The Free Press, Mankato, MN

State, national news

February 22, 2013

Government predicts crop prices will drop 30 percent


Prices for wheat, the fourth-biggest U.S. crop, after hay, will drop 11 percent in the year starting June 1, the USDA said, even as production falls because of lingering drought in the western and southern Great Plains. Cotton prices will rise 2.8 percent while the area planted with the fiber falls to 10 million acres, the department said Friday.

Wheat acreage will rise 0.5 percent. Combined with corn and soybeans, plantings of the three crops may be the most since 1982, Glauber said.

"The record crop forecasts were sobering news and will cast a negative bias to the corn and soybean markets," Richard Feltes, the vice president of research at R.J. O'Brien & Associates in Chicago, said in an interview at the conference.

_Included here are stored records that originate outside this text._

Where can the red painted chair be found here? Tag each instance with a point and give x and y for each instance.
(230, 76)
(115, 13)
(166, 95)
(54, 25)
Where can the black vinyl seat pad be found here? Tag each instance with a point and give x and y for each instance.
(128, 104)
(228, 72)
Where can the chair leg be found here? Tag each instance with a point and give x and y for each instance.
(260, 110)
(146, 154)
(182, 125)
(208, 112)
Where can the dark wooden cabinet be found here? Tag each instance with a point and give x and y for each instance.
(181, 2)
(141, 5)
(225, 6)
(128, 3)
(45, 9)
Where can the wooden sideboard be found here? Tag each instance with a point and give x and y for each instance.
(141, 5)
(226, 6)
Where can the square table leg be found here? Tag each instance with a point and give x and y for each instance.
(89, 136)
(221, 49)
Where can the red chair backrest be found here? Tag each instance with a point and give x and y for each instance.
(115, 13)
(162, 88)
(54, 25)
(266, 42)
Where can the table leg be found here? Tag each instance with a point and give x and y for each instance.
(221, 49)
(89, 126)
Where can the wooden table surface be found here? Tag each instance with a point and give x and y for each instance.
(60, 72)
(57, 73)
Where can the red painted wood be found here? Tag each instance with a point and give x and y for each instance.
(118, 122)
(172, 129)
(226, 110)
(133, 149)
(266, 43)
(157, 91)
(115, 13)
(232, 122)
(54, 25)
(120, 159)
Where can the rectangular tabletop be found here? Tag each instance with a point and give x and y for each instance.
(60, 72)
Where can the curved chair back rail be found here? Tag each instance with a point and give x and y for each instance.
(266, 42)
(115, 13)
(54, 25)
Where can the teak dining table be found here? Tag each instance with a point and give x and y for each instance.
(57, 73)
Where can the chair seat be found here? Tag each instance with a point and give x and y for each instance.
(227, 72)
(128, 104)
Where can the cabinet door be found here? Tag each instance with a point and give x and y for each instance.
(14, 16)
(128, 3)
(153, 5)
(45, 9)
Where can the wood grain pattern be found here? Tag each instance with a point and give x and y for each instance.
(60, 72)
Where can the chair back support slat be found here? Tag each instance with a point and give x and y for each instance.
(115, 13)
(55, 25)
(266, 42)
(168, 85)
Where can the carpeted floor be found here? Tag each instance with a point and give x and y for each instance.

Farmers deciding what to plant are guided by concerns ranging from the prices they expect at harvest and the cost of fertilizer and other inputs to what the weather is likely to allow. Corn yields on average about four times as much grain per acre as wheat, for example, yet wheat needs much less water than corn.

"You're balancing soil conditions with what the likely market is going to be," Andy Novakovic, a professor of agricultural economics at Cornell University in Ithaca, New York, said in an interview. "In some places, the drought isn't something farmers have to worry about anymore," while in others, growers aren't even sure their seeds will germinate, he said.

Outside Mohall, N.D., Jeff Oberholtzer is planning to double the land he sows with corn this year, to about 600 acres, as seed varieties better adapted to northern conditions are boosting his yields. With an ethanol plant nearby that will buy the grain, it's a sensible crop to grow, even at a lower price, he said.